Along with his fellow crew member, James Lovell, Aldrin carried out more than a dozen scientific research and other objectives such as docking/undocking using the newly developed gravity-gradient stabilization technique.
On July 21, 1969, the crew of Apollo 11 Lunar Module Pilot Neil Armstrong and Buzz Aldrin became the first two individuals to land and walk on the lunar surface. They both spent a total of 21 hours and 36 minutes on the moon.
3. Valentina Tereshkova
Valentina Tereshkova with Nikita Khrushchev, Pavel Popovich, and Yuri Gagarin at Lenin’s Mausoleum
Accolades: Numerous civilian honors in the Soviet Union
Known For: Being the first women in space
Russian cosmonaut Valentina Tereshkova became the first woman to fly in space on June 16, 1963, almost two decades before Sally Ride. She remains the youngest female astronaut to do so.

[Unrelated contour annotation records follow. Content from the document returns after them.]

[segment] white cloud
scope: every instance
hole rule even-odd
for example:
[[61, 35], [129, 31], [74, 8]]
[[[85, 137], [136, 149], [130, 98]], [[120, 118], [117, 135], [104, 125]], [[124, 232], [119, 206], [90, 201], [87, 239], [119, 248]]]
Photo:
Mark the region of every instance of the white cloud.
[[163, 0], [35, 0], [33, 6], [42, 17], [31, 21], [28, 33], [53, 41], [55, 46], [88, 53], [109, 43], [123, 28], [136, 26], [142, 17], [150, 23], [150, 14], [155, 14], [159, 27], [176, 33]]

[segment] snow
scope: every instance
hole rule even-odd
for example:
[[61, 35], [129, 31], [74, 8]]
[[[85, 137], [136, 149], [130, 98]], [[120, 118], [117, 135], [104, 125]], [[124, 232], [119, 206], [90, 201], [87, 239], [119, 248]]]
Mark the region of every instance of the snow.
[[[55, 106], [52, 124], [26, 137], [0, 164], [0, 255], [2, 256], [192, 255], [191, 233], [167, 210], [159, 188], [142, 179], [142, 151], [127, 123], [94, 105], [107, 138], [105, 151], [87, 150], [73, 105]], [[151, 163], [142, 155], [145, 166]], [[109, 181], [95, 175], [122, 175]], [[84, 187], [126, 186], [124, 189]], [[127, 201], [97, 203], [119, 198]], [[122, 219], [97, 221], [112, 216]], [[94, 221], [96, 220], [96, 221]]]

Before joining the Soviet space program, Valentina worked as an assembly worker in a local textile factory was an avid skydiver. After her maiden spaceflight onboard Vostok 6, she left the Soviet Space Agency and joined politics, gaining widespread fame.
From 1966 to 1991, she held various important legal offices. She remained politically active years after the collapse of the USSR and is regarded as a hero in Russia.
2. Neil Armstrong
Neil Armstrong stands alongside X-15 -1
Accolades: Congressional Space Medal of Honor; Congressional Gold Medal; NASA Distinguished Service Medal; NASA Exceptional Service Medal
Known For: The first person to walk on the lunar surface
Neil Armstrong is arguably the most famous astronaut in the world and an inspiration to aspiring youngsters who dream of becoming an astronaut one day. Born in 1930 in Wapakoneta, Ohio, Armstrong graduated from Purdue University and became a member of the National Advisory Committee for Aeronautics before becoming an astronaut.
After the Mercury 7 program, NASA wanted to recruit a fresh line of astronauts, and that’s when Armstrong joined and became part of the Gemini program. On July 16th, 1969, Armstrong, alongside “Buzz” Aldrin and Michael Collins, became the first astronauts to walk on the moon’s surface (except Michael Collins).
1. Yuri Gagarin
Accolades: Hero of the Soviet Union
Known For: The first person in space
No list of famous astronauts is complete without the Soviet cosmonaut Yuri Gagarin, the first man in space. In 1955, Yuri was drafted as a fighter pilot in the Soviet Air Force and was selected to the Soviet Space program due to his superior flying record. He was then shortlisted for a special group of astronauts known as the Sochi Six (Soviet’s equivalent of Mercury Seven).
On April 12th, 1961, with the entry of Vostok 1 into outer space, Gagarin became the first-ever human to reach space. After his triumphant return, Gagarin instantly became a national hero and was awarded various honors. Gagarin tragically died in 1968 during a fatal routine exercise. A detailed report of the crash was declassified in 2013, which stated that he died due to another pilot’s error.